There is a lack of information regarding the impact of temperature on yield-related traits for lesquerella [Physaria fendleri (Gray)], a new crop with potential as a biofuel or bioproduct because of the high content of seed hydroxyl fatty acids. Here we determined the effect of four temperature regimes on plant branching, dry matter production, and reproductive growth in two controlled-environment experiments. The night/day temperature treatments were (1) 4.4/12.8°C, (2) 12.8/21.1°C, (3) 21.1/29.4°C, and (4) 29.4/37.8°C. Plant branch number, biomass, and reproductive development were greatly suppressed by the coolest and warmest temperature treatments.

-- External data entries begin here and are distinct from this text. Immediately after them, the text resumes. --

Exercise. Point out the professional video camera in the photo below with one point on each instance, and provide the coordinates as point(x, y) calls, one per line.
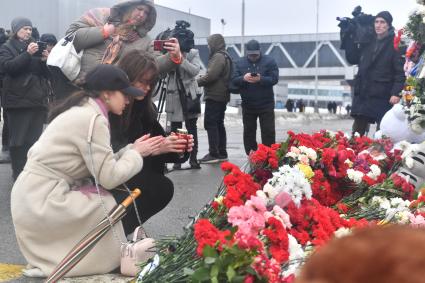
point(184, 35)
point(358, 30)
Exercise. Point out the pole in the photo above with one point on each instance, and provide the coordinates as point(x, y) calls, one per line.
point(243, 29)
point(316, 77)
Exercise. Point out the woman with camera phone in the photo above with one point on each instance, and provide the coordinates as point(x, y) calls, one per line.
point(25, 91)
point(139, 118)
point(106, 34)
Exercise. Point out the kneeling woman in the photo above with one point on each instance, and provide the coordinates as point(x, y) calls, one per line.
point(51, 208)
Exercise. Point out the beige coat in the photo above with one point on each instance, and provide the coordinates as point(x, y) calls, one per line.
point(90, 38)
point(50, 214)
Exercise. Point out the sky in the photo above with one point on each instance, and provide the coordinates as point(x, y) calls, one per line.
point(267, 17)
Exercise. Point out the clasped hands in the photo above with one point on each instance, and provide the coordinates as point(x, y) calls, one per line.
point(158, 145)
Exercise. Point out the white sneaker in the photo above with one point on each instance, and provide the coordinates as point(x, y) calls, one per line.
point(33, 272)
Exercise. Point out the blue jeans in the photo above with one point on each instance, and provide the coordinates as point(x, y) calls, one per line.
point(214, 125)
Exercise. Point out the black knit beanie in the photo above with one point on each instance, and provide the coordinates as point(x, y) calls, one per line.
point(386, 16)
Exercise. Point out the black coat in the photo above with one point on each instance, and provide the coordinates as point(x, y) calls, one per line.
point(137, 128)
point(259, 95)
point(25, 83)
point(380, 76)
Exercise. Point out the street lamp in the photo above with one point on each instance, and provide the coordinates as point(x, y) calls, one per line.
point(223, 23)
point(243, 29)
point(316, 76)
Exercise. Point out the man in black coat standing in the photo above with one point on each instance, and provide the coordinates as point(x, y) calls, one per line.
point(380, 78)
point(255, 75)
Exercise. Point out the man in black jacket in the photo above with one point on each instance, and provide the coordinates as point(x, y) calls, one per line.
point(380, 78)
point(217, 95)
point(255, 75)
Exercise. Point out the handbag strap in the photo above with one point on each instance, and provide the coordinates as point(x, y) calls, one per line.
point(101, 200)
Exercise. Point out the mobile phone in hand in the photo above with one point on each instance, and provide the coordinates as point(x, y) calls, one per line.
point(41, 47)
point(158, 45)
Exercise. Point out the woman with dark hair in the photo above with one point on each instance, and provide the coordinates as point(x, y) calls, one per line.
point(25, 91)
point(140, 119)
point(54, 202)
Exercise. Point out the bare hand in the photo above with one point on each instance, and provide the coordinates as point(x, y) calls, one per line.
point(394, 100)
point(173, 48)
point(109, 28)
point(147, 145)
point(44, 55)
point(172, 143)
point(249, 78)
point(32, 48)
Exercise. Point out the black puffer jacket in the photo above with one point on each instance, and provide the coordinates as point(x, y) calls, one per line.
point(380, 76)
point(25, 83)
point(259, 95)
point(216, 80)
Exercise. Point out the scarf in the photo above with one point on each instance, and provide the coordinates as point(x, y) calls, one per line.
point(126, 33)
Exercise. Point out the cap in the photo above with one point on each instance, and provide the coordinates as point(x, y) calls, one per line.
point(386, 16)
point(110, 77)
point(253, 48)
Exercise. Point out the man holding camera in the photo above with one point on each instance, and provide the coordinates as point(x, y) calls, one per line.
point(380, 78)
point(25, 90)
point(255, 75)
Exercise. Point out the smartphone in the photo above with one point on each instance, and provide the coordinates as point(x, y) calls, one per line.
point(41, 47)
point(158, 45)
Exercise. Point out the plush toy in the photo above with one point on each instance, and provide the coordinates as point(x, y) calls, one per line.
point(395, 126)
point(413, 168)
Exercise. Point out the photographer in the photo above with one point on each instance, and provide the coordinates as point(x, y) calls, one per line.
point(380, 78)
point(183, 91)
point(106, 34)
point(256, 74)
point(25, 90)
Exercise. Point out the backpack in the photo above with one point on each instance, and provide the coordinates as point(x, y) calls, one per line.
point(231, 86)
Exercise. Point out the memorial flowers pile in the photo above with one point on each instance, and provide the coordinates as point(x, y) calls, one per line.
point(291, 199)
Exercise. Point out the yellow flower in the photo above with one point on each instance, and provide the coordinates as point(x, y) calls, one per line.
point(306, 169)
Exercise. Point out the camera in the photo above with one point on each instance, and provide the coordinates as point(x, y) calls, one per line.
point(359, 29)
point(184, 35)
point(41, 47)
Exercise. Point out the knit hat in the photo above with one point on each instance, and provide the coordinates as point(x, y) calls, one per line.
point(49, 38)
point(20, 22)
point(386, 16)
point(253, 48)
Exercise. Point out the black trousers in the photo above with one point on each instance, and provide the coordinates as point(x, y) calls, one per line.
point(214, 125)
point(267, 127)
point(5, 131)
point(192, 129)
point(25, 127)
point(157, 192)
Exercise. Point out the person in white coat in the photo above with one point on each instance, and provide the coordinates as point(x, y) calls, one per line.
point(52, 205)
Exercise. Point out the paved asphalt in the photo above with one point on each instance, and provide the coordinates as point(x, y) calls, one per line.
point(193, 188)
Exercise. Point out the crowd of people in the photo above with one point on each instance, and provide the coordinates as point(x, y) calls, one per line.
point(110, 103)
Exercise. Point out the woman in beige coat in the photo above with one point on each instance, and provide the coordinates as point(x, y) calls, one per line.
point(51, 209)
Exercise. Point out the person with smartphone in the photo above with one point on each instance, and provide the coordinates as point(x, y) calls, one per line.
point(106, 34)
point(25, 91)
point(255, 75)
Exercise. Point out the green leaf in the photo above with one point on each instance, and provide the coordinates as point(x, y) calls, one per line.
point(230, 273)
point(209, 260)
point(201, 274)
point(214, 271)
point(209, 252)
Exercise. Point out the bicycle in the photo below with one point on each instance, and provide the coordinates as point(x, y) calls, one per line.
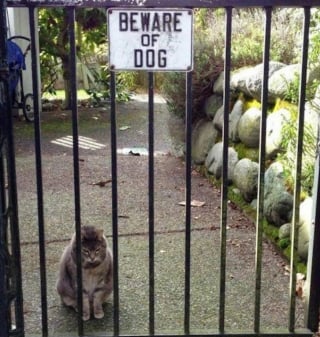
point(16, 61)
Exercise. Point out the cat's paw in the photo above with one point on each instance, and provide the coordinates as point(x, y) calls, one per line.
point(98, 313)
point(85, 316)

Biomass and branch production were similar for Treatments 2 and 3, but reproductive development and was increased in Treatment 2. Treatment 2 led to more branches with reproductive structures and more buds and flowers than Treatment 3. Plants moved from the coolest treatment (1) to Treatment 2 temperature at 45 days after planting exhibited accelerated branching and production of dry matter, buds, and flowers, whereas transfer from Treatment 1 to Treatment 3 led to enhanced silique production. These results suggest that moving from a cold to a warmer temperature enhanced both biomass production and reproductive development. In addition to documenting the temperature impact on growth and reproductive development of lesquerella, the results provide evidence pertinent to defining growing regions suitable for cultivation of this new crop.